Greece and Turkey are also in a spat over delineation of their continental shelf, an area beyond territorial waters where states enjoy the right to exploit undersea resources. Last October, Turkey sent a drillship to explore the seabed near Cyprus for oil and gas, in response to a similar exploration by Cypriots. A 1974 Turkish invasion of Cyprus after a Greek-inspired coup continues to divide the island and poison Greek-Turkish relations. Hydrocarbons have deepened the disagreement. Turkey now also threatens to explore for hydrocarbons in areas Greece claims for its own continental shelf.

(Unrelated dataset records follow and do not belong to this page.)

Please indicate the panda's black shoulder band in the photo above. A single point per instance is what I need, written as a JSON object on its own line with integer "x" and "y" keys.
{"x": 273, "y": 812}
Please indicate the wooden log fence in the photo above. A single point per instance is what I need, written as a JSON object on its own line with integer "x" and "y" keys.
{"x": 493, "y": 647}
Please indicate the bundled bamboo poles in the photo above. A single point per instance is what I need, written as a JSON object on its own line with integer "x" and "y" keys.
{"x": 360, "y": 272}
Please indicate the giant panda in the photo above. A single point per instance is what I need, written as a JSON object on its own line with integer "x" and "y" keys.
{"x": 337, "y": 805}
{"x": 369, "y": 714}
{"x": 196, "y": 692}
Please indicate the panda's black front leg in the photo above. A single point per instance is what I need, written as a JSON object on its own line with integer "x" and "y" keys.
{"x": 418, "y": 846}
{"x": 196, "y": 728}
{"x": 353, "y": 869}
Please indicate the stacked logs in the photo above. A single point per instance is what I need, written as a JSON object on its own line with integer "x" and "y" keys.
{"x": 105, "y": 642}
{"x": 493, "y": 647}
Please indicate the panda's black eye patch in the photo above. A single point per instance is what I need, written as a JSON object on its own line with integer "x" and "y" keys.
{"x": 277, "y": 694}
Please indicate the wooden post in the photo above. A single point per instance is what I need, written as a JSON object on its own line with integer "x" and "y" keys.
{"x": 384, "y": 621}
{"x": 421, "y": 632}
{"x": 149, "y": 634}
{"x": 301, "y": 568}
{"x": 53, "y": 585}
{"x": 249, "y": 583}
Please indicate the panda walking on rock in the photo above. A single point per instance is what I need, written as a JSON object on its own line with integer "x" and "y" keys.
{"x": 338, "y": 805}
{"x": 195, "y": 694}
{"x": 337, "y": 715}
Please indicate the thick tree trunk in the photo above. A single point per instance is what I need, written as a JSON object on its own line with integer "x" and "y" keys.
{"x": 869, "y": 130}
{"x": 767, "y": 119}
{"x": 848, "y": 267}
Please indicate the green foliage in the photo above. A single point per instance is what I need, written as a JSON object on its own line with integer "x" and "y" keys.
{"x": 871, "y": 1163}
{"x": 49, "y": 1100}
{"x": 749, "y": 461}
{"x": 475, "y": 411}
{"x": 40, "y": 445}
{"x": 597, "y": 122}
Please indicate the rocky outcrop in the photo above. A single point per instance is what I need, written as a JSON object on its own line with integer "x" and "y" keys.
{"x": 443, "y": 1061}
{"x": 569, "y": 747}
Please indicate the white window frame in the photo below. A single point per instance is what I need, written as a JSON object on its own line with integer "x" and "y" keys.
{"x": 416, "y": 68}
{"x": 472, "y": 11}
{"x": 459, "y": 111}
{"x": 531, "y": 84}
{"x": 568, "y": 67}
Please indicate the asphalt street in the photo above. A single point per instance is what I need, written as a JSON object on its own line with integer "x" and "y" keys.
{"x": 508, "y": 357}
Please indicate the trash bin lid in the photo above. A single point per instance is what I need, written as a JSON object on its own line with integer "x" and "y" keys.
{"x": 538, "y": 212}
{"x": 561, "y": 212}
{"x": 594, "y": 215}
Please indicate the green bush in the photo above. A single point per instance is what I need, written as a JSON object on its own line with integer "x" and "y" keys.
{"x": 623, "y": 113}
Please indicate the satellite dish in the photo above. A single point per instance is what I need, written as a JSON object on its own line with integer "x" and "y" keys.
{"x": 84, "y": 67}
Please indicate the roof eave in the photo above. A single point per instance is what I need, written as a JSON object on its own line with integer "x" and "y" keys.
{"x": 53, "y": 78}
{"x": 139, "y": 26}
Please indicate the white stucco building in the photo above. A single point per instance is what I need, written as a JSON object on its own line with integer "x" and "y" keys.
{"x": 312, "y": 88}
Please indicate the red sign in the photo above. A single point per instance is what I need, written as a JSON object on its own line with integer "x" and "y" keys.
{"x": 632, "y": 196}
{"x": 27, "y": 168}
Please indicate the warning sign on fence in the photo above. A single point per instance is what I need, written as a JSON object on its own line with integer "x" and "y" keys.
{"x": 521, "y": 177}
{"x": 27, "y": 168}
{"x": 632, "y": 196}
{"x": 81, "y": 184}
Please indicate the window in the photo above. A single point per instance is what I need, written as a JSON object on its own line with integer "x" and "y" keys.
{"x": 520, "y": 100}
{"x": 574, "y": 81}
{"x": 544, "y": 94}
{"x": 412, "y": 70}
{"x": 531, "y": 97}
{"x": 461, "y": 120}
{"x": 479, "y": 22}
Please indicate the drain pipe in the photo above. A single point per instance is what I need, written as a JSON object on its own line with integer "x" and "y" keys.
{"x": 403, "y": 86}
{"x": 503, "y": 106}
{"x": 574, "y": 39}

Syrigos believes hydrocarbons have been at the root of the disagreements all along. “The potential for oil under the Aegean in the 1970s led Turkey to dispute the continental shelf of the Aegean and following that almost all the entire legal regime of the Aegean,” he says. “Right now it disputes whether the small islets not specifically named [in international treaties] belong to Greece, Greece’s airspace, Athens’ Flight Information Region, Greece’s Search and Rescue jurisdiction, the continental shelves established in the eastern Mediterranean.”
Such Turkish disputatiousness and Greek defiance nearly led to war in 1996, when Greece and Turkey sent warships and helicopters to the Imia islets in the east Aegean. Three years later, massive earthquakes rocked Istanbul and Athens within months of each other. The two governments sent search-and-rescue teams to each other’s aid, and the atmosphere between them improved dramatically.
When he announced Greece’s imminent expansion of territorial waters, Kotzias was defiant. “In our view the correct policy is not to say ‘we won’t extend our territorial waters because we’re in the middle of a negotiation with Turkey about the continental shelf,’ nor to wait until that negotiation is over, because we’re then depriving ourselves of a right.”
In December 1999, Greece lifted its long-standing veto on Turkish membership talks with the European Union, and the two countries started exploratory talks that came close to resolving their territorial differences in the Aegean. But Greece then hesitated to commit to any deal, and 18 months ago Turkey abandoned the talks altogether. Their relationship sweetened only to bitter again. Despite their need to re-establish a bilateral forum to discuss differences, expectations are kept to a low pitch.